L’affaiblissement de la distinction entre crime et guerre dans les conflits armés du XXIe siècle
Les problèmes que pointe Weber ont pour effet de nous faire percevoir, par contraste, que la probabilité d’une confusion entre répression du crime et conduite de guerre est aujourd’hui devenue importante, au point d’apparaître comme une caractéristique distinctive de nombreux conflits armés contemporains. C’est le cas en particulier des conflits dits terroristes, qui maximisent l’indétermination des catégories de la guerre et du crime ; mais celle-ci est présente également dans d’autres configurations, tels que les « conflits asymétriques78 », les guerres civiles79, les « entre-guerres80 » – qui caractérisent aujourd’hui la situation dans plusieurs zones d’Afrique (Somalie, Congo, Soudan, Sahel) – ou encore des contextes caractérisés par les violences liées au crime organisé et à des phénomènes mafieux81. Dans ces situations, il est de plus en plus difficile d’identifier de façon univoque le genre d’institutions, d’organisations et de groupes engagés dans les conflits et de qualifier les actions qu’ils mènent : des logiques guerrières s’y mêlent à des stratégies criminelles ; on peine à distinguer le soldat du militant, le policier du milicien et le terroriste du partisan ; l’espace d’affrontement est lui aussi indéterminé, rendant inopérante la séparation entre l’intérieur et l’extérieur, au même titre que le droit qui s’applique dans ces contextes et les instances appelées à le faire respecter. Et ces incertitudes ne se limitent pas aux conflits situés dans le Sud. Elles concernent tout aussi bien les démocraties occidentales. En témoignent de nombreuses mesures prises dans la cadre de la lutte contre le terrorisme82 ou bien encore la militarisation accrue des appareils policiers83 : dans ces contextes aussi les distinctions entre action policière et action militaire, droit pénal et droit des conflits armés, territoire national et espace transnational tendent à s’affaiblir, parfois à s’évanouir.
Pour spécifier ce type de configuration, il est utile de prendre un exemple concret.

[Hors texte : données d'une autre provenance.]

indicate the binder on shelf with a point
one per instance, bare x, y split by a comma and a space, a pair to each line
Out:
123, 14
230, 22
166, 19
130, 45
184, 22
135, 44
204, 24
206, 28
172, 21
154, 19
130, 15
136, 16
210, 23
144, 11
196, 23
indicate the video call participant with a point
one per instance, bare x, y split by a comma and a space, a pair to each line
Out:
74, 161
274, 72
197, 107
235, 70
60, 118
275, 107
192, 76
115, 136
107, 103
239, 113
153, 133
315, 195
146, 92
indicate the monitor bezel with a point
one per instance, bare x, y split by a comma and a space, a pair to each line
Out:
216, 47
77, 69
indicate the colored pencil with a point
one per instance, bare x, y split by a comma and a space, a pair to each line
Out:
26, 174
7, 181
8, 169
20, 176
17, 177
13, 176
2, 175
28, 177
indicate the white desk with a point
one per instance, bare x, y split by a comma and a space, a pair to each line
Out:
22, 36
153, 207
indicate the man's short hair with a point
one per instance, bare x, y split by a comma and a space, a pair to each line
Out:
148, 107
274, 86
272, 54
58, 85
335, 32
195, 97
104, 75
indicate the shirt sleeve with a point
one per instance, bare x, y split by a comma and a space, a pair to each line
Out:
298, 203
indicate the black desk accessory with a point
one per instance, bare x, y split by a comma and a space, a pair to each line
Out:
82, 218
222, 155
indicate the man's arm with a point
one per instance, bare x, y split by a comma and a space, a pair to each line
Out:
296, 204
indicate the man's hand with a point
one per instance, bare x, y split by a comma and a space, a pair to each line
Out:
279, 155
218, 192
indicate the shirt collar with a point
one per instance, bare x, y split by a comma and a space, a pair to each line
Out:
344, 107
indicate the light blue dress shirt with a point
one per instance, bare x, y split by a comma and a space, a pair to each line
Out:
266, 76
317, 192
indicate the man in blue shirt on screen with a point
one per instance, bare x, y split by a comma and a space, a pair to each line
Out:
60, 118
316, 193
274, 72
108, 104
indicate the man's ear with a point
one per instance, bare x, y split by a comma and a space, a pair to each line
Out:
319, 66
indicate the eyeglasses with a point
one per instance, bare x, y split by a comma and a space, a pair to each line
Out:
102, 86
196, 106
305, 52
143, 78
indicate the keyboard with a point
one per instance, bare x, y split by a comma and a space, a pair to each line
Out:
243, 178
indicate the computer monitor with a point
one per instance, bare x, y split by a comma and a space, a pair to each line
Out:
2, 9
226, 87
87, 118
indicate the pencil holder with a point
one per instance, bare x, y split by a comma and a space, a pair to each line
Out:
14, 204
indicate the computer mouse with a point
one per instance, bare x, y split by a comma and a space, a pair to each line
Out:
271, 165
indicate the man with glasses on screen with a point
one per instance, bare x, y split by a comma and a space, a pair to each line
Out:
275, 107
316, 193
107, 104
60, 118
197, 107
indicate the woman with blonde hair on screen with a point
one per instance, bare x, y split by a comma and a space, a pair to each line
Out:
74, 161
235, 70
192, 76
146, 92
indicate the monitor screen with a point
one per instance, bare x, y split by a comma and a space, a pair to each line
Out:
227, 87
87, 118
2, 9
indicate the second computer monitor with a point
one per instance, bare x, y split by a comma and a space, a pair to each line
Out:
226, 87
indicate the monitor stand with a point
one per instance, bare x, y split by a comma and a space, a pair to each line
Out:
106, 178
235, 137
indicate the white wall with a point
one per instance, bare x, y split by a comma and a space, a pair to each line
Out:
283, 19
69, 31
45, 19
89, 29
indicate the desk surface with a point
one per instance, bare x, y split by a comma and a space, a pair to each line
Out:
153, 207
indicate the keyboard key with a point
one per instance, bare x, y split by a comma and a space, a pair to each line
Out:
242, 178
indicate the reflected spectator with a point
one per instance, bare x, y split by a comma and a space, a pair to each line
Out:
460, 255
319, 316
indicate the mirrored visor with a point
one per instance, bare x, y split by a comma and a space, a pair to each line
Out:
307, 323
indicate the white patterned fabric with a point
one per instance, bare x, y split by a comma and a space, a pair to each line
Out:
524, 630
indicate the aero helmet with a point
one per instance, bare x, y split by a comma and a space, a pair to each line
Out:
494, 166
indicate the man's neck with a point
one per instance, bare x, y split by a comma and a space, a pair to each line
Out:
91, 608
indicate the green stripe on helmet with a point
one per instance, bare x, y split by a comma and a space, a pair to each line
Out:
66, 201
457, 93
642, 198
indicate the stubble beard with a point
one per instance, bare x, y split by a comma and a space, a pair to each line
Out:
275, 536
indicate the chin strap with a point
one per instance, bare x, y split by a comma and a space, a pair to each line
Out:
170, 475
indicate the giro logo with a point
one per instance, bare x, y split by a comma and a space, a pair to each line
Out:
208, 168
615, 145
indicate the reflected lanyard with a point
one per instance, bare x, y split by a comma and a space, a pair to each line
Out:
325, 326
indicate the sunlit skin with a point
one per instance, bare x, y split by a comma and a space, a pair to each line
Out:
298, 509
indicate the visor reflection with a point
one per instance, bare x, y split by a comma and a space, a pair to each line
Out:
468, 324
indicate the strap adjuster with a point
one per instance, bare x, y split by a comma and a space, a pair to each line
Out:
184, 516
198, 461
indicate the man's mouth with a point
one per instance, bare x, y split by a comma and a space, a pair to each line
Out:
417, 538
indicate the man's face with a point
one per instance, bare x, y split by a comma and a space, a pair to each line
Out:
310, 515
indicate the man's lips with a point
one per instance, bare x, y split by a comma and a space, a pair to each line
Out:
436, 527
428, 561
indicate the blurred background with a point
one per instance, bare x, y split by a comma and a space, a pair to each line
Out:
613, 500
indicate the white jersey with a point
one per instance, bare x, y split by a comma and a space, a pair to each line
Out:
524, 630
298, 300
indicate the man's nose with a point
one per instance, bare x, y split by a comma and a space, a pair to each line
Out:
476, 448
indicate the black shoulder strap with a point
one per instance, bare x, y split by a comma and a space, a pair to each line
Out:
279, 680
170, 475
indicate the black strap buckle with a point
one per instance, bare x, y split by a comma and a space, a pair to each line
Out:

Dans la nuit du 8 au 9 octobre 2015, l’armée française a bombardé un « centre de formation de l’État islamiste » près de Rakka en Syrie. Dans le bâtiment se trouvaient des ressortissants français affiliés à l’organisation terroriste. Le matin du 9 octobre, un premier communiqué du ministère de la Défense affirmait que ces citoyens français ont été délibérément ciblés ; un second communiqué, quelques heures après, est venu corriger le premier, assurant que l’identité des personnes visées n’était pas connue et que c’est par un concours de circonstances que des citoyens français se trouvaient à l’endroit. Une enquête du journal Le Monde a apporté quelques jours plus tard certaines précisions. Selon le journaliste, les dénégations du ministère de la Défense visent à couvrir qu’il y a bien eu, préalablement au bombardement, un ciblage d’au moins un ressortissant français : un certain Salim Benghalem aurait été nommément identifié et visé dans l’opération84.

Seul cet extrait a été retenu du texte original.